Entertainment Value: This one was once thought to be lost forever, but thanks to an existing print that was found and restored, The Good Bad Man is now back in prime circulation for generations of cinema buffs to appreciate. The movie stars Douglas Fairbanks in his first western role, in a narrative that keeps a fairly light tone, even though it touches on some serious topics. Fairbanks penned the story and writes from a personal place, as the central theme of children without a father mirrors his own real life struggle with the same issue. The movie has some nice comic notes and a well developed, quite effective romance, but also delivers a solid, more traditional western element as well. So while brisk in tone, there is a serious side to the narrative and it is well crafted. I appreciate how well the serious, comic, and romantic elements are mixed and how the end result still feels cohesive and effective.

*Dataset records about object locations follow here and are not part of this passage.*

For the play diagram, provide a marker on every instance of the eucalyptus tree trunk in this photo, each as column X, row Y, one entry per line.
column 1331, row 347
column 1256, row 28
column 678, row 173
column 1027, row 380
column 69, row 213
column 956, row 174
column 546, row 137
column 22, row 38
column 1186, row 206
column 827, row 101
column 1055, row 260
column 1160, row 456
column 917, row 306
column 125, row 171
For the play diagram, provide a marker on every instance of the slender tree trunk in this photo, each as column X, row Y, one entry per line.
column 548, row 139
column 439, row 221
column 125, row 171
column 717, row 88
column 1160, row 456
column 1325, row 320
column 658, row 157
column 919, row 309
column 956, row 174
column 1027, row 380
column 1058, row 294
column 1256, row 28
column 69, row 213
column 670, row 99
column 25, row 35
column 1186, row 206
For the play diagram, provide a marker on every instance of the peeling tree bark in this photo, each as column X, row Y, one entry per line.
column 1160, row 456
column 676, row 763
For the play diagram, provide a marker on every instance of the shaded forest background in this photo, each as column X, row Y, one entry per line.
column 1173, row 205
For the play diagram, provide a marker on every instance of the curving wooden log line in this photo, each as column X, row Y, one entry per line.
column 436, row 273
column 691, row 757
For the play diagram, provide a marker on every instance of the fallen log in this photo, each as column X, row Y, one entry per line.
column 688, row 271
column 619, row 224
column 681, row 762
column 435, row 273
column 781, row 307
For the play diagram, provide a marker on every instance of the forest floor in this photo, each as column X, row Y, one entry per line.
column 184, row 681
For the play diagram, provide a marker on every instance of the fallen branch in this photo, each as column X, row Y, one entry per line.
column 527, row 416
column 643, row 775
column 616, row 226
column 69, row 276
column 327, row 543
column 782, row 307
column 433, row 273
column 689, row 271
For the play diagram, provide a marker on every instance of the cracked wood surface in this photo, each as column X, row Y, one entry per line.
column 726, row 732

The romance provides some of my favorite moments, as Douglas Fairbanks and Bessie Love have wonderful exchanges. The two are able to do so much with facial expressions and mannerisms, never limited by the lack of spoken dialogue. The little touches make all the difference in the world and here, we have two skilled performers making the most of every expression, every reaction. Fairbanks excels in what must have been a tough role, as this kind of soft-hearted, but tough character wasn’t a simple task to pull off so well. While the romantic moments were among some of my favorites, the action is also well executed and really shines at times. The visual elements in the action scenes is what helps them stand out as memorable, as the staging is so thoughtful and well planned, which lets the action pack a nice punch. In the end, there’s a little something for almost everyone here and even if you’re not sold on the action or romance, the visuals and performances should win you over. The Good Bad Man is well recommended to anyone who appreciates well made silent cinema, classic movies in general, or westerns with a tinge of romance.